Встав с места, он начал ходить по комнате. На столик возле кровати ему бросился в глаза небольшой женский портрет на слоновой кости. Вольский улыбнулся. Знакомые глаза смотрели на него с пластинки.
‘Кузен счастлив, для него все ясно… Аня его любит. Кончится война и они поженятся, а я, я даже не знаю, любит ли меня Варя…’
Мысленно он перенесся в Москву, ему вспомнился последний вечер у князя Прозоровского, вспомнилась и княжна Варвара… как она была прелестна в этот вечер, как внимательно слушала она его, сколько, казалось, застенчивой любви светилось в ее прекрасных глазах… а как она горячо’ пожала ёму на прощание руку своею маленькой дрожащей ручкой.
Но Вольскому не везло в этот день. Как только начинал он углубляться в мечты или воспоминания, его сейчас же кто-нибудь возвращал к действительности. На этот раз это был сам хозяин, майор Ребок, возвратившийся с Аржиша.
Встреча с кузеном для него была неожиданностью, Вольский ничего не писал ему о приезде в армию, тем более радостной оказалась для майора эта встреча. Небольшая разница в летах — Ребоку не было и 28, а Вольскому 22 — и узы родства сблизили их с детства, дружба их не прекратилась и тогда, когда разошлись их дороги. Ребок поступил на военную службу, а Вольского готовили к дипломатической карьере. Но теперь и служебные пути их сошлись и, казалось, ничто не в состоянии их разлучить.
Ребок был в восторге от приезда кузена, засыпал его расспросами и сам рассказывал о своем житье-бытье, о Суворове…

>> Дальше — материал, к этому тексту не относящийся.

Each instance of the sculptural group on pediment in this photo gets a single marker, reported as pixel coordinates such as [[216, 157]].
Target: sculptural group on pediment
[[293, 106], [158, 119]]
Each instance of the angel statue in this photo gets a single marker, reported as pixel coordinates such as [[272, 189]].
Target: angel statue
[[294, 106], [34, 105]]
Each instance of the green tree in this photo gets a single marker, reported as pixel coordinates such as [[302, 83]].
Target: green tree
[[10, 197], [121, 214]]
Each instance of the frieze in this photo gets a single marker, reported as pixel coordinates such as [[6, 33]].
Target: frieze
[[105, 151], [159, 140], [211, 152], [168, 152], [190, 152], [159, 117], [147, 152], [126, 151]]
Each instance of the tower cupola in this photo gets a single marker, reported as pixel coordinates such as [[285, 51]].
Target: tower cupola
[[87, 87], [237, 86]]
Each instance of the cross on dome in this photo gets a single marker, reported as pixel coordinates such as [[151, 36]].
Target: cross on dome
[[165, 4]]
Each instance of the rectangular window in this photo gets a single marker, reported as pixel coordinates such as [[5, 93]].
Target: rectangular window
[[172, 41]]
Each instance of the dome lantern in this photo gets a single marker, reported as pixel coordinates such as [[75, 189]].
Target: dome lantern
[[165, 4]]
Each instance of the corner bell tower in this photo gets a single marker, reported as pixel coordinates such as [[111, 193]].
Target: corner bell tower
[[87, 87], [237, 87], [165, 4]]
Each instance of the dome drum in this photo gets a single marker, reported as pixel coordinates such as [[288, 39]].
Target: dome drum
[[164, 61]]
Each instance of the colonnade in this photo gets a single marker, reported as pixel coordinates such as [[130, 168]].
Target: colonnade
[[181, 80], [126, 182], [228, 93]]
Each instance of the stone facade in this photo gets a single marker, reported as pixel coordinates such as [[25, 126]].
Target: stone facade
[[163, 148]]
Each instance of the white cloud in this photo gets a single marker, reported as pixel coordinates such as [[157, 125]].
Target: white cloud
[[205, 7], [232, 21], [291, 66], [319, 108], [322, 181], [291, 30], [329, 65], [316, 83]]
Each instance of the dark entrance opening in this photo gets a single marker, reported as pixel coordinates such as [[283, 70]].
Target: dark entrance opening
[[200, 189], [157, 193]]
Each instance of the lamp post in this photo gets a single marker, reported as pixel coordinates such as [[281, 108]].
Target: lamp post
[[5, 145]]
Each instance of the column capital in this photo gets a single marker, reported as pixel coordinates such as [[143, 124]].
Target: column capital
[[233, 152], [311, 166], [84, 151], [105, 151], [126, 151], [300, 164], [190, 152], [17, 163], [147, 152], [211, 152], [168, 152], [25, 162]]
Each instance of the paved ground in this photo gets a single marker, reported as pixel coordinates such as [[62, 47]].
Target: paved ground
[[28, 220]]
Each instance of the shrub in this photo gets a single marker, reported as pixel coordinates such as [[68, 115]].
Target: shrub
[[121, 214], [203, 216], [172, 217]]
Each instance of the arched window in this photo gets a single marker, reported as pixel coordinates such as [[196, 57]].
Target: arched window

— Знаешь ли, Аркадий, я ожидал от твоего Суворова больше…
— Моего Суворова, да разве он только мой! Он наш, он русский Суворов… его еще не знают, но погоди, скоро узнает его вся Россия, о нем будет говорить вся Европа, весь мир… его теперь ценят мало, но потомство его оценит и имя его станет превыше имен Ганнибала и Юлия Цезаря, ибо в его маленькой тощей фигурке скрывается не только великий полководец, но и великий христианин.
— Дай Бог, я только передаю тебе личное впечатление. Может быть, России он окажет великие услуги, но у меня есть предчувствие, что мне принесет какое-то несчастье.
— Ты устал с дороги, у тебя расстроены нервы и, кажется, Бог знает что. Ложись и отдохни. Отдых тебе нужен вдвойне, ибо не сегодня, так завтра генерал предпринимает атаку на Туртукай.
— Ты будешь в ней участвовать?
— Буду, все будем, нас не настолько много, чтобы оставить резервы дома. Ну, спи, часа через три — четыре я тебя разбужу, а теперь отправляюсь с рапортом к генералу, флотилия уже готова.
Глава III
— Поздравляю тебя, Ребок, с приездом брата, — встретил Суворов майора. — По-видимому молодец, я зачислил его к тебе в батальон. Завтра окрестишь его боевым огнем. Ну, что, лодки готовы?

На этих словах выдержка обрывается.